The original book was first published in 1993 and using Harbart's character, Nabarun Bhattacharya throws the readers into an environment where almost everything was wrong with Kolkata at that time. In spite of the stench, decay and general apathy of Kolkata, Harbart rises with subtle aspiration of becoming an entity who is far cry from the city that he was a part of.

It was Harbart's first hand experiences with naxalism, death and humiliation that cajoles him to choose a profession that makes him famous. How the nonchalance of his surroundings finally brings about his downfall is something that I'd rather leave the readers of the book to find out. Nabarun Bhattacharya’s style of writing brought a whiff of freshness. The various nuances of imagery, sarcasm and dark humor makes Harbart a delight to read.

Now a word on the translation. Arunava Sinha does an amazing work in bringing forth the dark humor that Harbart is all about. However, he could have done a little more justice. Arunava, I'm sure culturally understood the story but unfortunately, he didn't belong to Harbart's era. The word to word translations of the poems absolutely did not convey their significance.

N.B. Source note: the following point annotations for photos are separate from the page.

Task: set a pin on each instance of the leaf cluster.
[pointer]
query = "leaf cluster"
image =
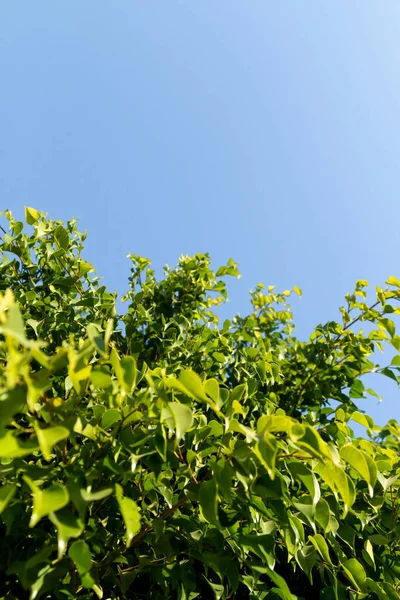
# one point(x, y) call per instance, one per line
point(163, 454)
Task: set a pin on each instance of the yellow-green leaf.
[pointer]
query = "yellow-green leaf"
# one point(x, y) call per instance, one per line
point(130, 514)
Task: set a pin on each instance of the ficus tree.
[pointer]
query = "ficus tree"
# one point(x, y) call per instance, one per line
point(163, 454)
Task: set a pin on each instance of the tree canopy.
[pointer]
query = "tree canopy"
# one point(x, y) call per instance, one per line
point(164, 454)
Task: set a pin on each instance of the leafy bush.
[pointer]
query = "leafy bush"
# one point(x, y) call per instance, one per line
point(160, 454)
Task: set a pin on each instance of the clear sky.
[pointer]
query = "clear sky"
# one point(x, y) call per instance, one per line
point(267, 131)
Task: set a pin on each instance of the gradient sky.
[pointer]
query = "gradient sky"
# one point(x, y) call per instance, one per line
point(266, 131)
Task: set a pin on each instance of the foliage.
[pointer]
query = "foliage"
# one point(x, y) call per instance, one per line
point(161, 454)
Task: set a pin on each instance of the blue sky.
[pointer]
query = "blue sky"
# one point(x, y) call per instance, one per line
point(266, 131)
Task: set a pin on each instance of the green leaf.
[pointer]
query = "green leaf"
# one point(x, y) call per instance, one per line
point(280, 584)
point(31, 215)
point(302, 473)
point(13, 447)
point(378, 539)
point(362, 463)
point(68, 526)
point(46, 501)
point(110, 417)
point(15, 324)
point(7, 493)
point(208, 501)
point(376, 588)
point(321, 547)
point(363, 420)
point(355, 572)
point(61, 237)
point(193, 385)
point(211, 387)
point(89, 496)
point(80, 553)
point(306, 557)
point(49, 437)
point(129, 373)
point(322, 514)
point(100, 377)
point(96, 339)
point(393, 281)
point(183, 418)
point(130, 514)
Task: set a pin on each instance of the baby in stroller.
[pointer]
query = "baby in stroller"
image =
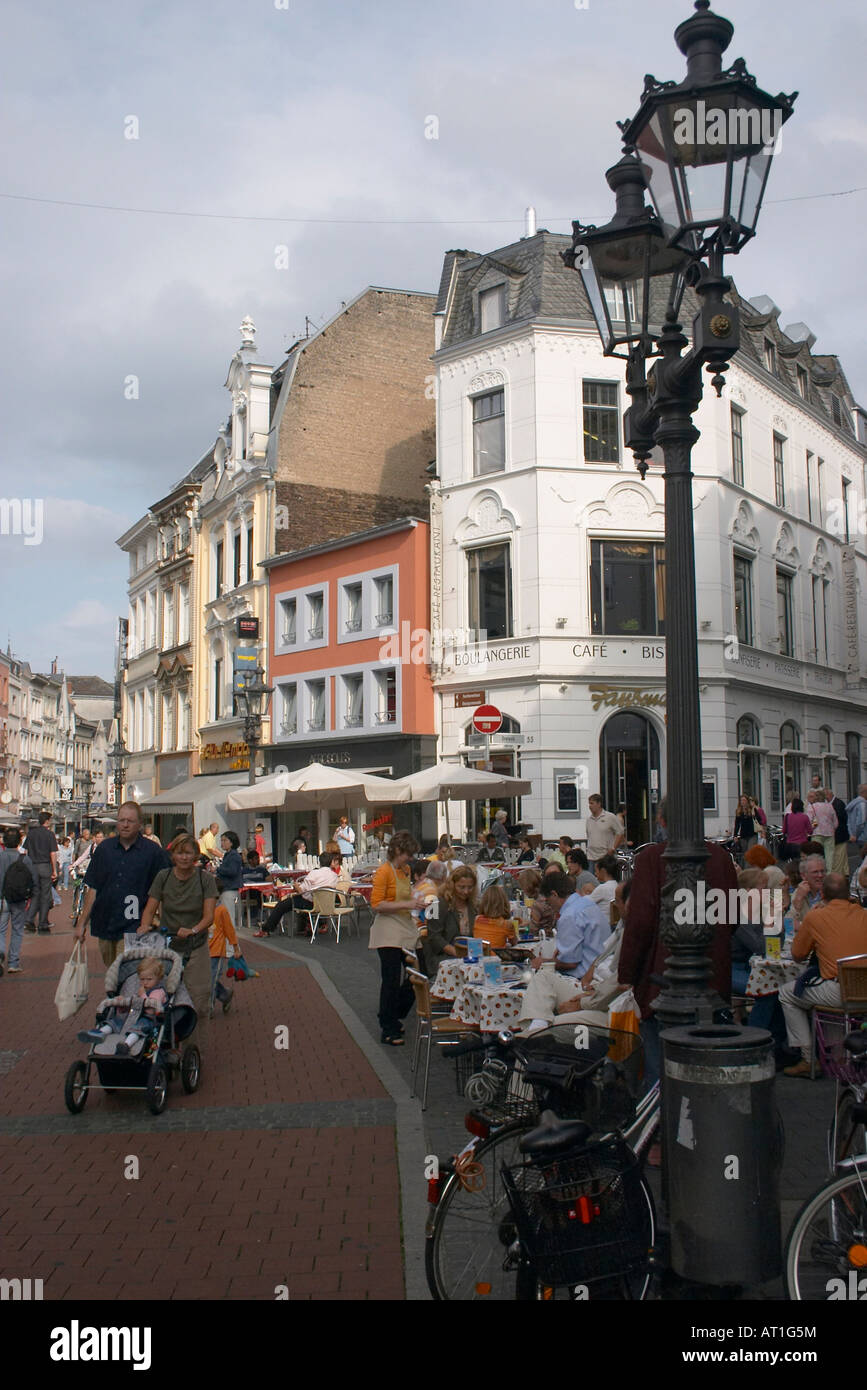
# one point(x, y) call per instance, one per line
point(132, 1016)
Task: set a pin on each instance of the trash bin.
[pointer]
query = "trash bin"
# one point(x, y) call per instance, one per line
point(721, 1153)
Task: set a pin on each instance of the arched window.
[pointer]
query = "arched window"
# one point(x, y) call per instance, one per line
point(789, 745)
point(749, 765)
point(503, 761)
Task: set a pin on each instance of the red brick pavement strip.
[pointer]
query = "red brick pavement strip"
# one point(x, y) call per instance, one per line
point(242, 1068)
point(229, 1215)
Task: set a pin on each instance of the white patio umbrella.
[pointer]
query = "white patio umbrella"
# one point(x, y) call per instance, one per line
point(456, 781)
point(317, 787)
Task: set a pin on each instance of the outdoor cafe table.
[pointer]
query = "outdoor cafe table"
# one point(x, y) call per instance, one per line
point(770, 973)
point(492, 1007)
point(249, 888)
point(456, 973)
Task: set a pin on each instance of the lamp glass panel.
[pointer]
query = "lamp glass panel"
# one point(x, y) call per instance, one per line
point(756, 171)
point(598, 303)
point(652, 146)
point(705, 191)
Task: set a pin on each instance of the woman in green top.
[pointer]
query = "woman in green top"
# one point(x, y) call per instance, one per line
point(186, 897)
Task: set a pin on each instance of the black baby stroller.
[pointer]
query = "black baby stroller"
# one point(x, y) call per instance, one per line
point(150, 1062)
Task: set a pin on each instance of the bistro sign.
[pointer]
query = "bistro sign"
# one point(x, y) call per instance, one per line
point(236, 755)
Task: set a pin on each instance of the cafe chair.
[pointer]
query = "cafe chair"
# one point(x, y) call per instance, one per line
point(430, 1027)
point(830, 1026)
point(327, 908)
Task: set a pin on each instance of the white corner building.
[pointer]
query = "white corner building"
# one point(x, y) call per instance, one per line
point(546, 541)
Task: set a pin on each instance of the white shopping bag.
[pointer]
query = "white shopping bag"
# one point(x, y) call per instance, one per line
point(72, 988)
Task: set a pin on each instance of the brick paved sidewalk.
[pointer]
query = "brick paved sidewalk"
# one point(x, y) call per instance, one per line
point(279, 1171)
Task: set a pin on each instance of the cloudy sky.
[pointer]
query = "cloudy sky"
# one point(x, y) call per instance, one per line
point(302, 124)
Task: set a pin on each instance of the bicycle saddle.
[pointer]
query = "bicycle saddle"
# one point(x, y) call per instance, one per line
point(555, 1137)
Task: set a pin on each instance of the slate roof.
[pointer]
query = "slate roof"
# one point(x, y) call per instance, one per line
point(89, 687)
point(542, 287)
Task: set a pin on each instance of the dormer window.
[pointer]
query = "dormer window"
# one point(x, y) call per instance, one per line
point(492, 309)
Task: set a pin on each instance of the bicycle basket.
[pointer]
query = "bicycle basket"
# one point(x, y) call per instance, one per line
point(585, 1072)
point(582, 1218)
point(831, 1032)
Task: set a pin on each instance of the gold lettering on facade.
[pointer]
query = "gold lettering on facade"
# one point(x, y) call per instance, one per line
point(617, 698)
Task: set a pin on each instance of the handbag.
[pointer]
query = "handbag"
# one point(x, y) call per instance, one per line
point(624, 1018)
point(74, 986)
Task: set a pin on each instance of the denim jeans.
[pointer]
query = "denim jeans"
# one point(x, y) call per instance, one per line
point(218, 988)
point(13, 913)
point(40, 902)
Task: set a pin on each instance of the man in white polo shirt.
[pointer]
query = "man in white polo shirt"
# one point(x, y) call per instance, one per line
point(603, 830)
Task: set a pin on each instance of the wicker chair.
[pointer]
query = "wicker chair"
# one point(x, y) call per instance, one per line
point(430, 1027)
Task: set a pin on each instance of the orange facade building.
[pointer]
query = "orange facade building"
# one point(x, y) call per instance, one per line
point(350, 667)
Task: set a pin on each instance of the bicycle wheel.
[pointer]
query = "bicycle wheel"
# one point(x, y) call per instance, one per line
point(846, 1136)
point(471, 1233)
point(828, 1240)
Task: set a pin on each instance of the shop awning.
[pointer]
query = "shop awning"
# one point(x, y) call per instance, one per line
point(193, 792)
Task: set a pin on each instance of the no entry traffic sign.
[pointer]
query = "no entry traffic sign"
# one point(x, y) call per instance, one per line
point(486, 719)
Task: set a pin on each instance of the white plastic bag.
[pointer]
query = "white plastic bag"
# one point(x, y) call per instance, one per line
point(74, 987)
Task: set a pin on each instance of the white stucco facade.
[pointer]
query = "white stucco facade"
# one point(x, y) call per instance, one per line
point(573, 660)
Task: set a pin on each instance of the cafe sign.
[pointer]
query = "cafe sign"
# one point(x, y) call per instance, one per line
point(614, 697)
point(236, 755)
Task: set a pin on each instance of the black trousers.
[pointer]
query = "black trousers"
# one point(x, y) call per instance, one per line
point(396, 994)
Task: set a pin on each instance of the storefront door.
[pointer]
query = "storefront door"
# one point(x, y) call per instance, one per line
point(630, 762)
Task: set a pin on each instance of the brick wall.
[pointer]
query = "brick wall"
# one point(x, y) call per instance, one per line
point(356, 419)
point(316, 514)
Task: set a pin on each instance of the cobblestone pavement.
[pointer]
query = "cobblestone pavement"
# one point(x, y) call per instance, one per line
point(806, 1107)
point(279, 1171)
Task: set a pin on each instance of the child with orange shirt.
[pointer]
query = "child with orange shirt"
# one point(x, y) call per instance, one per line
point(492, 922)
point(220, 933)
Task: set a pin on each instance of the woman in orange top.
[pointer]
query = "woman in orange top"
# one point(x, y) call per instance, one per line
point(392, 931)
point(493, 923)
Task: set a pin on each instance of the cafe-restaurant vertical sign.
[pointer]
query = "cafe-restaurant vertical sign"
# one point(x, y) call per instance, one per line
point(853, 656)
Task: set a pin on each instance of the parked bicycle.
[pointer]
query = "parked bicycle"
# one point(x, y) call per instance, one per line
point(548, 1200)
point(827, 1247)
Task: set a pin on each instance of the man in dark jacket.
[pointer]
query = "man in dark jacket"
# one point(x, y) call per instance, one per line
point(13, 909)
point(643, 952)
point(839, 862)
point(118, 880)
point(40, 848)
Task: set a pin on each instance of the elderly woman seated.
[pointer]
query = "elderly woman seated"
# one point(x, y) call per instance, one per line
point(450, 915)
point(760, 909)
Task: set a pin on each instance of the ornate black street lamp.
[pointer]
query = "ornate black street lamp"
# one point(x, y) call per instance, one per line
point(252, 698)
point(703, 149)
point(118, 755)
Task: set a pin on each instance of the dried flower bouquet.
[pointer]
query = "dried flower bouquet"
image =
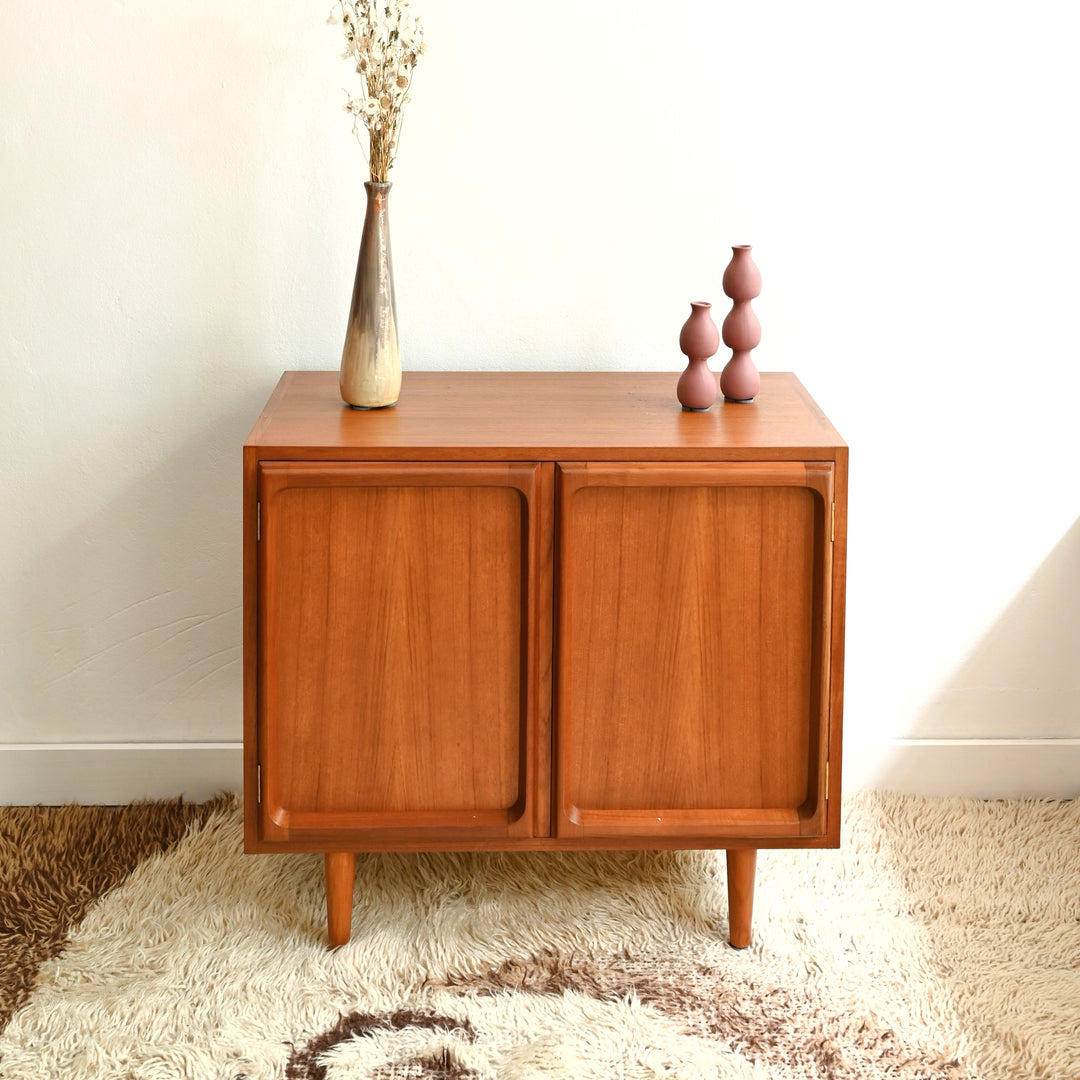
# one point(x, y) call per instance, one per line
point(385, 39)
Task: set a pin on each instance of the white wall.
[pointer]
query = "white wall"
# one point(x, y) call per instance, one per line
point(180, 210)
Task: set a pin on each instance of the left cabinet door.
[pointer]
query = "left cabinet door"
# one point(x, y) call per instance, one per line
point(404, 652)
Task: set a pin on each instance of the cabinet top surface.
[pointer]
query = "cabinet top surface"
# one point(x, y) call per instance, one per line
point(539, 416)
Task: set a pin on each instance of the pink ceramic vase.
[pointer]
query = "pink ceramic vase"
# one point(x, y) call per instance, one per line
point(742, 332)
point(699, 339)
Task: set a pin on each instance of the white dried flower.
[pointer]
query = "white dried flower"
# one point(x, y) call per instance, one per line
point(385, 41)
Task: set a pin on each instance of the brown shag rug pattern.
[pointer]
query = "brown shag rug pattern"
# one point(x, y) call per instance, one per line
point(941, 942)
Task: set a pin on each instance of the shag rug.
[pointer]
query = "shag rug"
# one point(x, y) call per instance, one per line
point(941, 941)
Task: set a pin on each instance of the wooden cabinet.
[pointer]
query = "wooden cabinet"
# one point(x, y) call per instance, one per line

It's imperative that a translator should reproduce the original author's style but this is not possible all the time. It wouldn’t and cannot be an absolute translation but the approximate should be aimed for. I am a Bengali who cannot read or write his mother tongue and this embarrassed soul says a Big Thank You to Arunava. I need to hand it to Arunava for making non-Bengali readers get access to an amazingly textured story like Harbart.  Readers should not miss this unusual piece of Bengali Literature.